Its problems were exacerbated when former chairman Paul Flowers was arrested as part of an investigation into the supply of illegal drugs.
Britain is introducing new rules which mean bankers who are reckless with customers' or taxpayers' money could face criminal charges and have bonuses and pensions clawed back.
The so-called enforcement investigation will be run jointly by the Prudential Regulation Authority (PRA) and the Financial Conduct Authority (FCA).
In a statement, the FCA said the investigation will look at the decisions and events at the bank up until June 2013, when the full extent of the bank's financial problems emerged.
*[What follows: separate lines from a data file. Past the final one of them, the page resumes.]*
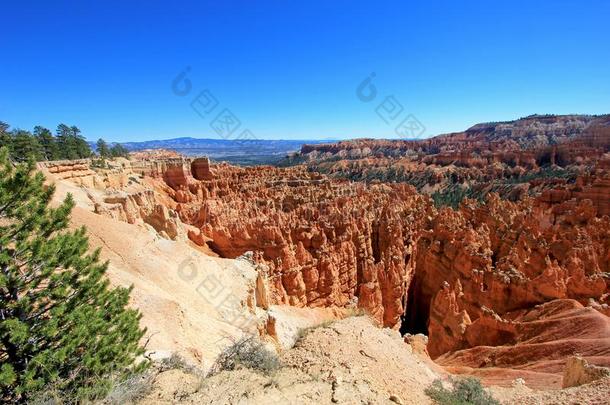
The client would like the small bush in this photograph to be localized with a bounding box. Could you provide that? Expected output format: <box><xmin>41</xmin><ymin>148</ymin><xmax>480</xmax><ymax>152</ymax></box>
<box><xmin>425</xmin><ymin>377</ymin><xmax>500</xmax><ymax>405</ymax></box>
<box><xmin>103</xmin><ymin>371</ymin><xmax>156</xmax><ymax>405</ymax></box>
<box><xmin>210</xmin><ymin>337</ymin><xmax>280</xmax><ymax>375</ymax></box>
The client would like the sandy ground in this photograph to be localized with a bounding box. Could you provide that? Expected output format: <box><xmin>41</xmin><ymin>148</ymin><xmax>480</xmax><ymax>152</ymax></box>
<box><xmin>140</xmin><ymin>316</ymin><xmax>442</xmax><ymax>404</ymax></box>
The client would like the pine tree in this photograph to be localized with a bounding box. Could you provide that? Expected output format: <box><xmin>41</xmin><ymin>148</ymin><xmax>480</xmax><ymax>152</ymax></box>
<box><xmin>0</xmin><ymin>148</ymin><xmax>146</xmax><ymax>402</ymax></box>
<box><xmin>70</xmin><ymin>126</ymin><xmax>91</xmax><ymax>159</ymax></box>
<box><xmin>110</xmin><ymin>143</ymin><xmax>129</xmax><ymax>157</ymax></box>
<box><xmin>10</xmin><ymin>129</ymin><xmax>42</xmax><ymax>162</ymax></box>
<box><xmin>56</xmin><ymin>124</ymin><xmax>78</xmax><ymax>159</ymax></box>
<box><xmin>34</xmin><ymin>125</ymin><xmax>59</xmax><ymax>160</ymax></box>
<box><xmin>0</xmin><ymin>121</ymin><xmax>13</xmax><ymax>149</ymax></box>
<box><xmin>96</xmin><ymin>138</ymin><xmax>110</xmax><ymax>159</ymax></box>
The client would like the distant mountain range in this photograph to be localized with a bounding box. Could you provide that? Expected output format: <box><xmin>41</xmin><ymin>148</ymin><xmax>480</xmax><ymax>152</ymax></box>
<box><xmin>91</xmin><ymin>137</ymin><xmax>334</xmax><ymax>165</ymax></box>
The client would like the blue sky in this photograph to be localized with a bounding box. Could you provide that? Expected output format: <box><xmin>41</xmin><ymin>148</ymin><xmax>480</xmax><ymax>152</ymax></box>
<box><xmin>0</xmin><ymin>0</ymin><xmax>610</xmax><ymax>141</ymax></box>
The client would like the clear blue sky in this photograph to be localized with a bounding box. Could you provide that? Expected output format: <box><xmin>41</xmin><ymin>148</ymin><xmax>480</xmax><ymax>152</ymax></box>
<box><xmin>0</xmin><ymin>0</ymin><xmax>610</xmax><ymax>141</ymax></box>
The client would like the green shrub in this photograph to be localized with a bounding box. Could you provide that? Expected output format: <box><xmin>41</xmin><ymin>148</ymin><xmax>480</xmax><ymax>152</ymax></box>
<box><xmin>210</xmin><ymin>337</ymin><xmax>280</xmax><ymax>375</ymax></box>
<box><xmin>425</xmin><ymin>377</ymin><xmax>500</xmax><ymax>405</ymax></box>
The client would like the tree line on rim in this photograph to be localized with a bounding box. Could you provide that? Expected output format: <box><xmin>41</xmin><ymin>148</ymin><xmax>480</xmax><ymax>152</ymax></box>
<box><xmin>0</xmin><ymin>121</ymin><xmax>129</xmax><ymax>162</ymax></box>
<box><xmin>0</xmin><ymin>144</ymin><xmax>148</xmax><ymax>403</ymax></box>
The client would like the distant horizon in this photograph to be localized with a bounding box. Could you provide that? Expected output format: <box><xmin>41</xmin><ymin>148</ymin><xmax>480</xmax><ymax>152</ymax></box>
<box><xmin>0</xmin><ymin>0</ymin><xmax>610</xmax><ymax>142</ymax></box>
<box><xmin>10</xmin><ymin>112</ymin><xmax>610</xmax><ymax>143</ymax></box>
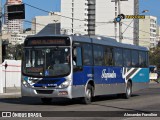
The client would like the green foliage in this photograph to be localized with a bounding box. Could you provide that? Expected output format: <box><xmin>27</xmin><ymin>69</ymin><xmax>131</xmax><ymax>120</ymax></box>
<box><xmin>149</xmin><ymin>45</ymin><xmax>160</xmax><ymax>70</ymax></box>
<box><xmin>5</xmin><ymin>44</ymin><xmax>23</xmax><ymax>60</ymax></box>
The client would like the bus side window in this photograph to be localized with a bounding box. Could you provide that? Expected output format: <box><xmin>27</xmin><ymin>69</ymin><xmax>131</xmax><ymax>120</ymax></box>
<box><xmin>73</xmin><ymin>47</ymin><xmax>82</xmax><ymax>66</ymax></box>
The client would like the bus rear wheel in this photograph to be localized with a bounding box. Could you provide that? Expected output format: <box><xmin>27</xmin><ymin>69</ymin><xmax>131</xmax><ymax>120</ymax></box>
<box><xmin>41</xmin><ymin>98</ymin><xmax>52</xmax><ymax>104</ymax></box>
<box><xmin>82</xmin><ymin>84</ymin><xmax>93</xmax><ymax>104</ymax></box>
<box><xmin>124</xmin><ymin>82</ymin><xmax>132</xmax><ymax>99</ymax></box>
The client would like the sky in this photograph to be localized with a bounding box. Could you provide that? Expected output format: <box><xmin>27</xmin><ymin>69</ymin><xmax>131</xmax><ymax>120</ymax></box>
<box><xmin>2</xmin><ymin>0</ymin><xmax>160</xmax><ymax>28</ymax></box>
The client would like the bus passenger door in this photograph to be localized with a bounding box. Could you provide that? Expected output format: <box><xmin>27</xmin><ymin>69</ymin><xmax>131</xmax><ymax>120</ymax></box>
<box><xmin>73</xmin><ymin>46</ymin><xmax>83</xmax><ymax>85</ymax></box>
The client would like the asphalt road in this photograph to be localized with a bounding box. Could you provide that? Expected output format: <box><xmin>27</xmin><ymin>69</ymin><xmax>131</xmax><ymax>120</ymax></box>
<box><xmin>0</xmin><ymin>84</ymin><xmax>160</xmax><ymax>120</ymax></box>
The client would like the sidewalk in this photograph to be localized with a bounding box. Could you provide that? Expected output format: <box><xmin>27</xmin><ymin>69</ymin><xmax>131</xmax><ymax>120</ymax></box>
<box><xmin>0</xmin><ymin>87</ymin><xmax>21</xmax><ymax>98</ymax></box>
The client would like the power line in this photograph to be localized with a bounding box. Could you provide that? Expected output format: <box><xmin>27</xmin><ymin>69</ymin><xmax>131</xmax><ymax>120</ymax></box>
<box><xmin>24</xmin><ymin>3</ymin><xmax>114</xmax><ymax>23</ymax></box>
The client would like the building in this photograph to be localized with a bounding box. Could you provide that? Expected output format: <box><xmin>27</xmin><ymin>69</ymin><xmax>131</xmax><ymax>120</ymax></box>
<box><xmin>156</xmin><ymin>25</ymin><xmax>160</xmax><ymax>44</ymax></box>
<box><xmin>9</xmin><ymin>31</ymin><xmax>34</xmax><ymax>45</ymax></box>
<box><xmin>139</xmin><ymin>16</ymin><xmax>158</xmax><ymax>48</ymax></box>
<box><xmin>32</xmin><ymin>12</ymin><xmax>61</xmax><ymax>34</ymax></box>
<box><xmin>61</xmin><ymin>0</ymin><xmax>139</xmax><ymax>44</ymax></box>
<box><xmin>4</xmin><ymin>0</ymin><xmax>23</xmax><ymax>33</ymax></box>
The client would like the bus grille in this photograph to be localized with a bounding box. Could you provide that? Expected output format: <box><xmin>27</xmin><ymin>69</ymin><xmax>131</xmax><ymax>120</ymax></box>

Co-op Bank was not immediately available for comment.
British Finance Minister George Osborne ordered a separate, independent, inquiry into Co-op Bank in November which he said would not begin until it was clear that it would not prejudice any action being taken by the regulators.
The regulators said on Monday that they would work with the Treasury to ensure the separate investigations are timed appropriately.
Co-op Bank hit trouble after racking up big losses on commercial property. Many of the bad loans were acquired through its takeover of the Britannia Building Society in 2009 and its management has subsequently been overhauled.
A 1.5 billion pound recapitalisation of the bank was approved by creditors and a British court in December. The rescue saw Co-op Group, Britain's biggest customer-owned business, hand a 70 percent stake in the bank to bondholders, leaving it with a 30 percent shareholding.